While Hampton is a successful engineer, African-American women represented only 2 percent of workers in science, technology, engineering and mathematics fields.
And while Hampton stood shoulder-to-shoulder on the Fancy Farm stage with Kentucky's political elite, it is also true that nearly one in four black Kentuckians has been stripped of the right to vote.
These truths ring loudly in the ears of African-Americans like me who live every day knowing our race is consequential — even in the face of those who insist it is not. These truths should also resonate in the ears of our elected officials and be confronted publicly and often as morally problematic for a country founded on equality.
Yet that is not what happened at Fancy Farm.
While Jones rightfully lauded Hampton for her achievement, he and the rest of the platform party failed to address the intractable burdens that make such achievement so unlikely.
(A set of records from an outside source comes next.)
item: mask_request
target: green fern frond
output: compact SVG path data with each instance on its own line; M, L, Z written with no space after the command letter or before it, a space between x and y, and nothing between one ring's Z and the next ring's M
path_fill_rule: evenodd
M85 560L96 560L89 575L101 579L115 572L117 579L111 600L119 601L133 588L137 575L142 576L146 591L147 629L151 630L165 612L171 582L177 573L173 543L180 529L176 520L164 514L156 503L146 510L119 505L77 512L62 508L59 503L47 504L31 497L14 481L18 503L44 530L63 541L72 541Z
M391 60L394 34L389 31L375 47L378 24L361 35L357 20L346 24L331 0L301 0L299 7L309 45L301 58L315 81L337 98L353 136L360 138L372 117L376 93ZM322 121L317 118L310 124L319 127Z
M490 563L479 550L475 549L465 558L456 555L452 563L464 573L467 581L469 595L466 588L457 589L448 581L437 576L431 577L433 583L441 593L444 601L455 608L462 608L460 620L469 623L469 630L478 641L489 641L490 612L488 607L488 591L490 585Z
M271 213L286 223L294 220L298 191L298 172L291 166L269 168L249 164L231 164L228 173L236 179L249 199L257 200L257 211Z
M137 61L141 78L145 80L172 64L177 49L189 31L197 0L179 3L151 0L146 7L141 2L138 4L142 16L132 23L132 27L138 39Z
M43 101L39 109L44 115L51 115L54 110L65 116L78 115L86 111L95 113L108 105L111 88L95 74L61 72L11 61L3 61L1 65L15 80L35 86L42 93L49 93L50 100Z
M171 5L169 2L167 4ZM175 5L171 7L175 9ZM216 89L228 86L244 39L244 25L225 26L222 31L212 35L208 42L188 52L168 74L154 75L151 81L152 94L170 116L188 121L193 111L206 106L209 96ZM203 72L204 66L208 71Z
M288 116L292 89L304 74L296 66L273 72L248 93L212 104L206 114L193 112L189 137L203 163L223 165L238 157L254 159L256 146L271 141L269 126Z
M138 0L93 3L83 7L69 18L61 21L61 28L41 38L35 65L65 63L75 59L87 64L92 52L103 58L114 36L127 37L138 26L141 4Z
Talk of the pressing problems relating to the surge of state-sponsored physical and economic violence, glaring gaps in education opportunities or systematic attempts to disenfranchise a large number of Kentuckians was noticeably missing.
It is important not to let our rightful celebration of black achievement against impossible odds happen at the expense of an honest conversation about the long road ahead of us.
If we are truly interested in dismantling the historical, systematic and structural racism permeating American society, the effort must be constant and sustained, free from distraction with a bias toward action. Direct and honest discourse is how we confront a system that is to blame for so much violence and hate
Remember that these issues go far beyond getting rid of statues or flags, and celebrating "firsts."
Do not be distracted. Silence is complacency. Fancy Farm must do better.